The perils of categorizing continuous variables
Many times, researchers will categorize continuous variables. For example, birth weight of human infants is often categorized as “low birth weight” vs. “normal”; sometimes it is “very low birth weight”, “low birth weight” and normal. The cutoff for low birth weight is usually 2.5 kg. IQ tests are categorized with labels such as “gifted”. Depression tests are categorized. And so on. This rarely makes sense, either statistically or substantively.From a statistical point of view, categorizing a continuous (or nearly continuous) variable throws away information, leading (nearly always) to less power. It also assumes that we have any cutoff exactly right.

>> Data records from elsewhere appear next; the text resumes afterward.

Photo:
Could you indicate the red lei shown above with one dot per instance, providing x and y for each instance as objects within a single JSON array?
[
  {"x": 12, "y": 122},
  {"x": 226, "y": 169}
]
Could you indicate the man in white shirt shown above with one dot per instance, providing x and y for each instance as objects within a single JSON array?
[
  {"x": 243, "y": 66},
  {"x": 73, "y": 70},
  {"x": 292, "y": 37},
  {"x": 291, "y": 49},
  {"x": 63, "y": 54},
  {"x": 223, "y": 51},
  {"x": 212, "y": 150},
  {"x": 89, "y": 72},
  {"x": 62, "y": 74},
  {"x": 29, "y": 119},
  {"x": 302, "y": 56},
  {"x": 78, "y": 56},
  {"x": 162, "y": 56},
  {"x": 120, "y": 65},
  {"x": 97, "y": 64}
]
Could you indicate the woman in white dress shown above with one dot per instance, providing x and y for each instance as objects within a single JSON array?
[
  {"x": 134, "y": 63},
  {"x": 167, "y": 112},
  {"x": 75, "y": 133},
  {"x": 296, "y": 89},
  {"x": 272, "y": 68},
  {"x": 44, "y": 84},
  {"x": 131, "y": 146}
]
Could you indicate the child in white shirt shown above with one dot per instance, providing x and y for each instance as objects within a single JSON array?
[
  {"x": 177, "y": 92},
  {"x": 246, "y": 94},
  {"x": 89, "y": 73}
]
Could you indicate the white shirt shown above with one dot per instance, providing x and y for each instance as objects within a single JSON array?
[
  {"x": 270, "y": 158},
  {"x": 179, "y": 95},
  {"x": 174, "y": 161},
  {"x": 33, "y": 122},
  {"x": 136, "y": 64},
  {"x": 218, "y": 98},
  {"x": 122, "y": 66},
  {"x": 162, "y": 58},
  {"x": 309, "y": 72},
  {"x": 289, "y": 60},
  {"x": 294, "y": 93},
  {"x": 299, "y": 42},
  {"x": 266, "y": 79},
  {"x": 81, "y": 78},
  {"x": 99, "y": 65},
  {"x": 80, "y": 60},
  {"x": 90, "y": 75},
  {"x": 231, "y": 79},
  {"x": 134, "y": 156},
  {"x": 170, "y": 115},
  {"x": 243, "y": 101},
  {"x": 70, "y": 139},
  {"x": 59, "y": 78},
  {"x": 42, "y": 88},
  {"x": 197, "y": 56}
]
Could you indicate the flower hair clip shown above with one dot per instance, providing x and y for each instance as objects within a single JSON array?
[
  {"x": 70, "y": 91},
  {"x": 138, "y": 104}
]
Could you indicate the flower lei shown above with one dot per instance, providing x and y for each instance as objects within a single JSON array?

Substantively, it invokes “magical thinking” – that is, that something huge happens at the cutoff. E.g., with the birth weight example, a baby of 2.49 kg is treated as being very different than one of 2.51 kg, but very like one of 1.51 kg (if there is a 3rd category of “very low birth weight”). There’s no biological reason to think this happens. Substantive experts sometimes argue for cutoffs because they aid diagnosis and treatment, but this is only true if diagnosis is based on only one symptom and if treatment is dichotomous. This may sometimes be the case, but it is rare. Neonates are not diagnosed based solely on weight (there is also APGAR score, length of pregnancy and other factors) and treatment is not dichotomous. It is true that a baby will either be in intensive care or not. But, even if not in the NICU, hospital staff can be informed that a baby is at some risk. Babies can stay longer (or shorter) times in the hospital. New parents can be given varied advice, and so on.
Another example is depression. We can diagnose depression based on psychological tests such as the Beck Depression Inventory. But categorizing people still doesn’t make that much sense. People range on depression along a continuum. Treatment also varies. Neither psychotherapy nor drug treatment are dichotomous. Therapy can be more or less frequent. Dosages of drugs can be higher or lower. Nor should we diagnose depression based solely on the scores on one test – not when other symptoms are available.
So, does categorization ever make sense? Yes. There may be some situations where treatment really is dichotomous (although it is surprisingly difficult to think of them). In addition, sometimes there really is a big gap. For example, if looking at consumption of alcohol among teens and young adults, the age where drinking becomes legal would be key. Even here, though, there may be better models, such as spline regression.
I totally agree with your conclusion. I wrote a similar blog ’9. Dichotomization as the Devil’s Tool’ at http://www.AllenFleishmanBiostatistics. In it, I pointed out that at the BEST, one would need to increase N by at least 60% to compensate for the loss of information. Under more realistic assumptions (i.e., not dichotomization at the median) the N would need to increase by a factor of 4.
Another consideration is that dichotomized data assumes very large N. Finally, many common design elements (covariates, strata, interactions) are not easily tested by analyses of dichotomous data.
Thanks Allen. I will check out your blog.